In bestimmten Fällen wird die Durchführung einer Knochenmarktransplantation angestrebt. 

 

Prognose

Die Prognose ist stark abhängig von bestimmten Faktoren wie: 
Alter der Patienten 
Leukämietyp 
Veränderungen im Erbgut (chromosomalen Veränderungen) 
Vorhandensein eines Familienspenders für eine eventuelle  
Knochenmarkstransplantation

Bei einer akuten lymphatischen Leukämie haben Kinder zwischen dem dritten und siebten Lebensjahr die beste Prognose, die Krankheit zu überstehen. In der Regel liegt der Anteil der Geheilten bei etwa 90 Prozent. Weniger gut sind die Heilungschancen für Menschen über 20 Jahre.
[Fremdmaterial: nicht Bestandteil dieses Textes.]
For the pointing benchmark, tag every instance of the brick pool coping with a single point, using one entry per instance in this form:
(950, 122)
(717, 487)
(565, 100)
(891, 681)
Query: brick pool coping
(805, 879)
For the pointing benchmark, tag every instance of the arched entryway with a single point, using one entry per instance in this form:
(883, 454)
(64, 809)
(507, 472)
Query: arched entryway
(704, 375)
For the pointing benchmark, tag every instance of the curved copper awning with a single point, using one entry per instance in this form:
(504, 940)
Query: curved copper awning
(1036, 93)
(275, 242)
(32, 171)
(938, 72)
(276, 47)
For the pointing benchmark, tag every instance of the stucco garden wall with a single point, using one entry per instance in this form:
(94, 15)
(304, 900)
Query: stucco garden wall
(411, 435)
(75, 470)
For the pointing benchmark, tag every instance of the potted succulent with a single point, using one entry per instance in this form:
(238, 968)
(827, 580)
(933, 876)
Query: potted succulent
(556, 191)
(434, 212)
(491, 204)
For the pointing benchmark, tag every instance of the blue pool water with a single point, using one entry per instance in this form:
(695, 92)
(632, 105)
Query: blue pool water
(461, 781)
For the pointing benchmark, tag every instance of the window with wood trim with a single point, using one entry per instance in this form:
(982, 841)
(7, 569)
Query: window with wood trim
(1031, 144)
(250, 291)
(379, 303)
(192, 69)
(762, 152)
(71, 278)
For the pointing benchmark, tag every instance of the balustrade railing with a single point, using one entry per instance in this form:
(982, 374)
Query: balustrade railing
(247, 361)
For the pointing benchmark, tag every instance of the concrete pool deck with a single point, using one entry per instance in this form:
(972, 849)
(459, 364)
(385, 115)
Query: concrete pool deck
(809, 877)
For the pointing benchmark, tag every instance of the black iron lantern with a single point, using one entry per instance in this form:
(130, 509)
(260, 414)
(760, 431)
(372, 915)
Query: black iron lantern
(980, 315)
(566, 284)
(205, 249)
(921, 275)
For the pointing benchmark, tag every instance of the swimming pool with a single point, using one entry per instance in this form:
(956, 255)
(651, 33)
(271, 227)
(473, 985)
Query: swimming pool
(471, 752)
Bei einer akuten myeloischen Leukämie sprechen zwischen 50 und 85 Prozent der Patienten gut auf eine Behandlung an. Die Heilungschance erhöht sich vor allem dann, wenn ein passender Spender für eine Knochenmarkstransplantation gefunden ist.Unbehandelt führen beide Formen der akuten Leukämie meist innerhalb weniger Wochen bis Monate zum Tode.